Publicado en
julio 25, 2015
Por Montse Cano (directora de Integral).
Cuando damos un paseo por un bosque, buscamos paz y sosiego, llenar nuestros oídos con el sonido de la brisa meciendo las ramas de los árboles y descubrir sus diminutos habitantes invisibles. El nuestro es, muchas veces, un reencuentro con lo perdido, y nuestro ánimo oscila entre el éxtasis y la nostalgia. Pero ésos suelen ser los sentimientos de los adultos, porque si llevas a unos niños a dar ese mismo paseo por el bosque, los pequeños llenarán con sus gritos y algarabías los troncos huecos de los árboles, y allí donde nosotros buscamos calma, ellos encontrarán mil recovecos para jugar a los indios o al escondite, se encaramarán a los árboles para convertirse en piratas de tierra firme y perseguirán sin descanso lagartijas, ardillasy mariposas.
El mundo verde, que perdemos hoja a hoja, insecto a insecto, permanece en nuestra memoria reptiliana como nuestra verdadera casa, por ello son muchas las voces que alertan de las consecuencias para el bienestar físico y psíquico de nuestros hijos la cada vez mayor desconexión entre su vida y el hogar verde perdido.
Nuestra obligación es conseguir que los niños no teman a la naturaleza sino que la amen, debemos permitir que jueguen entre los matorrales, que se pelen las rodillas trepando por los árboles para construir cabañas. Y los que más lo necesitan son los niños de ciudad, que no conocen otros rasguños que los del cemento de los parques urbanos.
Como yo fui una de esas niñas de rasguños de cemento, le pido a Ignacio Abella —que nos acerca cada mes la magia de "Las culturas del bosque" en Integral— un recuerdo de su infancia verde: "Mi mundo era objetivamente mucho más bello y así lo recuerdo. Tanto el pueblo de mi abuela, Eulate, como el de mi madre, Enériz, olían muy bien, hasta cuando olía a estiércol era un olor benigno en nada parecido a los purines y otros olores de las granjas de ahora. Tengo también la sensación de que vivíamos muy intensamente y la naturaleza nos proveía de todo lo necesario para ello, materiales de todo tipo, animales, escenarios apabullantes. Sin un solo juguete, podíamos pasar horas haciendo una presa en el río, hundiéndonos en una bañera de hojarasca o subidos días enteros a la misma higuera gigantesca que era todo un reino con escalas, tronos, sombra, escondrijos... Vivíamos en un mundo donde éramos protagonistas sujetos activos, de ningún modo espectadores."

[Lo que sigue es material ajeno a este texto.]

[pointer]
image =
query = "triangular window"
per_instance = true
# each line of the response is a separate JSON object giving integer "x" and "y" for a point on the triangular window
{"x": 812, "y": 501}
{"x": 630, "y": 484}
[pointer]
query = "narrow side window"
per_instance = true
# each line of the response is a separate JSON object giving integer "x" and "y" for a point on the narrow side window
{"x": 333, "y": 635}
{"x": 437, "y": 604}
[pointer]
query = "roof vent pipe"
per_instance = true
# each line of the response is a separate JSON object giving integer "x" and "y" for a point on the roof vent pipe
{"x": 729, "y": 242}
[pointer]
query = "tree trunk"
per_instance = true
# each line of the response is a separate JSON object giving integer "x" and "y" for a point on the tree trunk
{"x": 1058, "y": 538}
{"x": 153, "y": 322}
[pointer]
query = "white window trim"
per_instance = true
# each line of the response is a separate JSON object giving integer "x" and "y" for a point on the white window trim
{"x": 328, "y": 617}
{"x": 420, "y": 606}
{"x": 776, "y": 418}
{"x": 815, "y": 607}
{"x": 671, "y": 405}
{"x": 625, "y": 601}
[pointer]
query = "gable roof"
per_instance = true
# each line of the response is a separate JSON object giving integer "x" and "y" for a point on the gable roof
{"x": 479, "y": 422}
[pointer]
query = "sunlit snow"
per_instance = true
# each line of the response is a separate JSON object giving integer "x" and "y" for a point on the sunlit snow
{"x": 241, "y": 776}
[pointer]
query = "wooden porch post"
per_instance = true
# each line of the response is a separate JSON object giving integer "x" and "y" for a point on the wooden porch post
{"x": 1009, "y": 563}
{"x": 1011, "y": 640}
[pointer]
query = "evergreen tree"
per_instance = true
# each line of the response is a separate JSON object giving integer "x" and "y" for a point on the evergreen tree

Ignacio, una persona generosa, también me envía un texto de un buen amigo suyo, Fernando Fueyo, ilustrador de naturaleza, que expresa con precisión de artista un sentimiento que tantas personas comparten y que tantas deseamos que puedan seguir sintiendo nuestros hijos:
A mi memoria acude el viejo nogal, junto a la pequeña escuela rural, que nos animaba a subir y contemplar el entorno desde las ramas altas. Todo un curso iniciático, desde donde aprendimos a tejer los sueños.Tendido de espalda sobre la alta hierba y exhalando el aliento perfumado de acacias y tilos, jugaba a dibujar las formas de las nubes; a sentir el suave y delicado murmullo de los sauces en la ribera de un pequeño río bullicioso y cantarín. Cada día asistíamos a todo un despliegue mágico, grandioso e irrepetible. Todo se convertía en un gran espacio de juego y conocimiento. Tiempos alegres y felices. Siento ahora, muchos años después, cómo la magia desaparece, igual que la fayona de Eiros (declarada Monumento Natural protegido). Un mal viento la ha derribado por la escasa atención y los pocos cuidados de los que tenían la función y el deber de atenderla. Nos hurtan la belleza, el color, la luz y la vida. Y en su lugar crece el hormigón. Tiempos tristes." Los niños necesitan conocer su hogar primigenio, para que nadie se atreva a "hurtarles la belleza.